A GoFundMe page was created to buy a car for the family. Another church member paid for a different vehicle when Momoh got into a car accident that totaled the car. (Momoh walked away from the accident without a scratch, a fact that bewildered bystanders and policemen at the scene.)
More than anything, Momoh and his family were showered with prayers, love and encouragement from the church.
“The church has embraced our family with love and support,” Momoh proclaimed.
Moran added that other local churches and faith organizations also helped the Momoh family. College Park Church provided temporary housing. Traders Point Christian Academy welcomed the family.
Momoh currently undergoes dialysis three days a week. He serves in a pastoral care role at Zionsville Fellowship. In his position, he ministers and tends to those who are sick and hurting. He says that when ailing people hear his story, they find comfort and hope.
Along with his health challenges, Momoh has amazing stories of surviving near-death experiences in his homeland. Momoh was captured by rebels during the gruesome Sierra Leone civil war in the 1990s. Momoh recalls standing in front of a firing squad when a random question from a general saved his life. He considers this “a providence of the Lord” and remembers countless other miracles that spared him from seemingly imminent death.

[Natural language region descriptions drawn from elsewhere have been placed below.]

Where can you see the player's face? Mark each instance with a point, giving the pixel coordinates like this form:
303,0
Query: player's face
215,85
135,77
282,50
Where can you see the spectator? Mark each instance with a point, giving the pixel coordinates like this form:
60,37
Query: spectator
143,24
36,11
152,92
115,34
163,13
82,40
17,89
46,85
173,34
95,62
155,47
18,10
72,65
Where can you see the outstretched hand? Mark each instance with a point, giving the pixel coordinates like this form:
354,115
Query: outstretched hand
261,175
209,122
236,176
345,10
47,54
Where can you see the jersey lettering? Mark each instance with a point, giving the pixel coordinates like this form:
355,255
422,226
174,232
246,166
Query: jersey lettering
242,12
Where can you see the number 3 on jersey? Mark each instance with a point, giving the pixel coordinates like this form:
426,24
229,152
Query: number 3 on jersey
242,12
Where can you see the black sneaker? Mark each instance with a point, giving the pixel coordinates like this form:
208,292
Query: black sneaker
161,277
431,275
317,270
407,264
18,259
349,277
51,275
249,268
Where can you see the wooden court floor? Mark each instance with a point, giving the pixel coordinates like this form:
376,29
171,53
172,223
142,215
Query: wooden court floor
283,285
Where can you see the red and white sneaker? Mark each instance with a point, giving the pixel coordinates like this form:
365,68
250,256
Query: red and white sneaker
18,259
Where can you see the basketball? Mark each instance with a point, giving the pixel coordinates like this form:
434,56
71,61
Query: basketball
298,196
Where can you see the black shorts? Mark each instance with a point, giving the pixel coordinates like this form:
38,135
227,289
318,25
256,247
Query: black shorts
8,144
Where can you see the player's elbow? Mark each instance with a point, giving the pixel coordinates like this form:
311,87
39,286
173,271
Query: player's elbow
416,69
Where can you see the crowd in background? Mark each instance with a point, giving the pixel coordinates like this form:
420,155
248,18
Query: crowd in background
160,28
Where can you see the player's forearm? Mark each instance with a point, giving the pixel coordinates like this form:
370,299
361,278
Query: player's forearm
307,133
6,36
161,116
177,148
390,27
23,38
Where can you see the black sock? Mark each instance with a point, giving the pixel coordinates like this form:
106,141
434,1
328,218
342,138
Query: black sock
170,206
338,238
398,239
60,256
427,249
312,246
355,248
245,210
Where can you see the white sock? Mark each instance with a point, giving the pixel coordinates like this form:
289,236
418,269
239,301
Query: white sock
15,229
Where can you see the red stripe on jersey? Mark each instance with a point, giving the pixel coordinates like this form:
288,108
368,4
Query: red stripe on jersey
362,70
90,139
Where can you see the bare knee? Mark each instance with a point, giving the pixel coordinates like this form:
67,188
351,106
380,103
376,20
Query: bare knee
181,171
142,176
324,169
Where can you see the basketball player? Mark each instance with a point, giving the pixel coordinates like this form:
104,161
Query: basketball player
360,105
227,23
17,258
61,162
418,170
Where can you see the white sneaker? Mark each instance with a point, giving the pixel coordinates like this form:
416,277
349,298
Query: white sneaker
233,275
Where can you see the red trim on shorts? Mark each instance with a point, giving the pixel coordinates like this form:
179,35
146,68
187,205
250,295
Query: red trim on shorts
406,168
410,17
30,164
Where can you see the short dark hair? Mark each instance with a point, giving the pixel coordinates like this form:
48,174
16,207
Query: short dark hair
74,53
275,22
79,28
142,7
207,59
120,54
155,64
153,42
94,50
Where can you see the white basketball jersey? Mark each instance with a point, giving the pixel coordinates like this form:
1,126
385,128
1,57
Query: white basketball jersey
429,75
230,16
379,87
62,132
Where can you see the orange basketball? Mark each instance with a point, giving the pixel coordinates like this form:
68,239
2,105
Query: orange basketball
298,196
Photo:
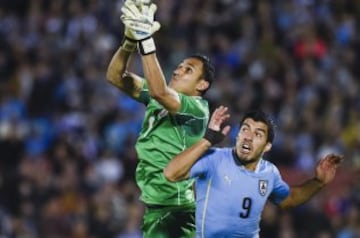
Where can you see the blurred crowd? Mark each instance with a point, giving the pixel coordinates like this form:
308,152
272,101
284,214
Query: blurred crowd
67,137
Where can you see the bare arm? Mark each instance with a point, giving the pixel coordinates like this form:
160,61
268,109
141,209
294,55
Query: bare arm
118,76
158,88
325,173
179,167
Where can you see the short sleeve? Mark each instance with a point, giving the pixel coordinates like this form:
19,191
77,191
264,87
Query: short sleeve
144,94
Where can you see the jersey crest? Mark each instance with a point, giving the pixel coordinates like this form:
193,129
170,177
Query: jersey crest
263,184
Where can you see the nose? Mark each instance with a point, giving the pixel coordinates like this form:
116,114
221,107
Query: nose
177,71
248,136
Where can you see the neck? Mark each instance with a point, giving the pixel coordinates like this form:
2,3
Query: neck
248,164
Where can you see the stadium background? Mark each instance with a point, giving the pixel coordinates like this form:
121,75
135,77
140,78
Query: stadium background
67,137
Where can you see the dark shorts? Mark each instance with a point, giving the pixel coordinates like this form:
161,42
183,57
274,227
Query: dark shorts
169,222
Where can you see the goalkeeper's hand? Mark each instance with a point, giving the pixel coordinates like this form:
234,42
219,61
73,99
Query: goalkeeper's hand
139,20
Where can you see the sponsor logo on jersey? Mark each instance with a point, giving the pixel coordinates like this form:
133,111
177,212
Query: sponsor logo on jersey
263,184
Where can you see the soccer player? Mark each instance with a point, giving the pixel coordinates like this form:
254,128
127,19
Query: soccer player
176,117
233,184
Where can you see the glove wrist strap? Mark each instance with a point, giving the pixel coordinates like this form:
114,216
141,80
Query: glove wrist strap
213,136
147,46
128,45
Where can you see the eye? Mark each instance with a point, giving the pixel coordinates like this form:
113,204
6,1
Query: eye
258,134
189,70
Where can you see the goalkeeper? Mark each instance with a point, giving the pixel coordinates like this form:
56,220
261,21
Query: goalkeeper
176,117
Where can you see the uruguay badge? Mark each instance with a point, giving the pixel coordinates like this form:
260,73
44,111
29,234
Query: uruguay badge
263,187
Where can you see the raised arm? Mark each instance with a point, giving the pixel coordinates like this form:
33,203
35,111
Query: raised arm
117,73
325,173
118,76
179,167
158,88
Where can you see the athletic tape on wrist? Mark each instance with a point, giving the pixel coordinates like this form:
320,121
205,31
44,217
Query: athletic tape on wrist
147,46
213,136
128,45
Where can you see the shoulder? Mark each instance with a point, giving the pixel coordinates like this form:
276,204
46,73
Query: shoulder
218,154
267,166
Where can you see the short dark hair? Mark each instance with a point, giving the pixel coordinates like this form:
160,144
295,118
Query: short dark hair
258,115
208,68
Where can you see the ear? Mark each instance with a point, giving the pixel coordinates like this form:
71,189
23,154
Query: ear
202,85
267,147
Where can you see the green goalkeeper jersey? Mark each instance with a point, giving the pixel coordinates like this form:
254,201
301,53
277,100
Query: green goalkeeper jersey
162,137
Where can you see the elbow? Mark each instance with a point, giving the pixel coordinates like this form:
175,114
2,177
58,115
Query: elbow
111,76
158,95
170,176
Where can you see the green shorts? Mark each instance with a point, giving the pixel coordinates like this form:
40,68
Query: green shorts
169,222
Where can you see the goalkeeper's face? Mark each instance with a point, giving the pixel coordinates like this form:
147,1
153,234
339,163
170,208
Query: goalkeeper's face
188,78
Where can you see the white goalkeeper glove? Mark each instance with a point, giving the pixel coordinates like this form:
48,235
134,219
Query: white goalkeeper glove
138,19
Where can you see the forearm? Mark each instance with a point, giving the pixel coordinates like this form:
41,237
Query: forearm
301,194
158,88
154,75
179,167
117,67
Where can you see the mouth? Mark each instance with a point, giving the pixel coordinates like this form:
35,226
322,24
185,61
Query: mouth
245,148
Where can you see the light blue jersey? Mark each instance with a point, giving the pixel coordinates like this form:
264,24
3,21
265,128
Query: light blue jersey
229,198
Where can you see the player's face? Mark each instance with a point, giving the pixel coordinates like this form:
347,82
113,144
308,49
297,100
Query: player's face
187,77
251,140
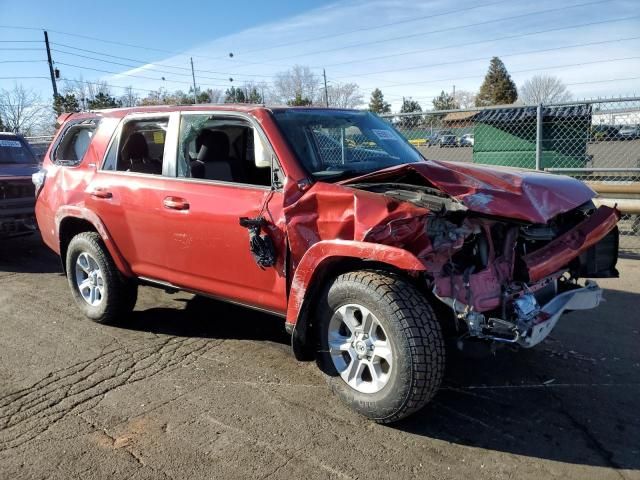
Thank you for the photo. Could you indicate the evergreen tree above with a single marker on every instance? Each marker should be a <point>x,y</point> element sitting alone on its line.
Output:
<point>444,101</point>
<point>234,95</point>
<point>299,101</point>
<point>102,100</point>
<point>497,88</point>
<point>67,103</point>
<point>377,103</point>
<point>409,106</point>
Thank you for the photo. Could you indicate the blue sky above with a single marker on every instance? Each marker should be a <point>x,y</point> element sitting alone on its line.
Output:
<point>405,47</point>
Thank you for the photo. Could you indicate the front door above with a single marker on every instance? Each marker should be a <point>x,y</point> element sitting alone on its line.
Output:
<point>218,180</point>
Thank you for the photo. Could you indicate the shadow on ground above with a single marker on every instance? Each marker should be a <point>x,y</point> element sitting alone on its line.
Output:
<point>27,254</point>
<point>573,399</point>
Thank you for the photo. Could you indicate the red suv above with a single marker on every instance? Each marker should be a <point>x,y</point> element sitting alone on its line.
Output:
<point>331,219</point>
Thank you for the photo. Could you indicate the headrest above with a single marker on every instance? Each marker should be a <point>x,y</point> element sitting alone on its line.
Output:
<point>135,147</point>
<point>212,145</point>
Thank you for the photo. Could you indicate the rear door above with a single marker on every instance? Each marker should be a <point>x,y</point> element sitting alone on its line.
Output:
<point>128,190</point>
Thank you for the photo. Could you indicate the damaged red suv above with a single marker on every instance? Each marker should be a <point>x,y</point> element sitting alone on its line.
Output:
<point>331,219</point>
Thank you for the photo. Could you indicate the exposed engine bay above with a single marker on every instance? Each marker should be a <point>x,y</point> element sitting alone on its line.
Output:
<point>506,280</point>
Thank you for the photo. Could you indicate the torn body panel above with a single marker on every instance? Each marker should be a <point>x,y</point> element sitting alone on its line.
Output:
<point>493,248</point>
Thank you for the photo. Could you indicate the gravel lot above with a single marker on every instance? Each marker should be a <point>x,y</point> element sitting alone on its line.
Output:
<point>192,388</point>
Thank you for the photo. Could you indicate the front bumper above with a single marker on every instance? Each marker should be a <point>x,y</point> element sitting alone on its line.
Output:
<point>584,298</point>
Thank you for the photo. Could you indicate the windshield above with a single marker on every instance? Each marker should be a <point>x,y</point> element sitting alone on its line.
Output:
<point>334,144</point>
<point>12,150</point>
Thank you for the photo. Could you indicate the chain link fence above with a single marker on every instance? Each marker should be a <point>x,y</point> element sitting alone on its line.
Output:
<point>597,141</point>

“I really don’t know why I didn’t die. People feel God has used my life to bless them,” Momoh said. “But I’m not afraid of death; I have a hope in Christ.”
Momoh calls Zionsville “heaven on earth” and gushes about the support that he and his family have received from the community.
“Hoosier hospitality is a real thing,” Momoh said with a smile. “I have experienced it at every level. This is our home. This is where we’re meant to be.”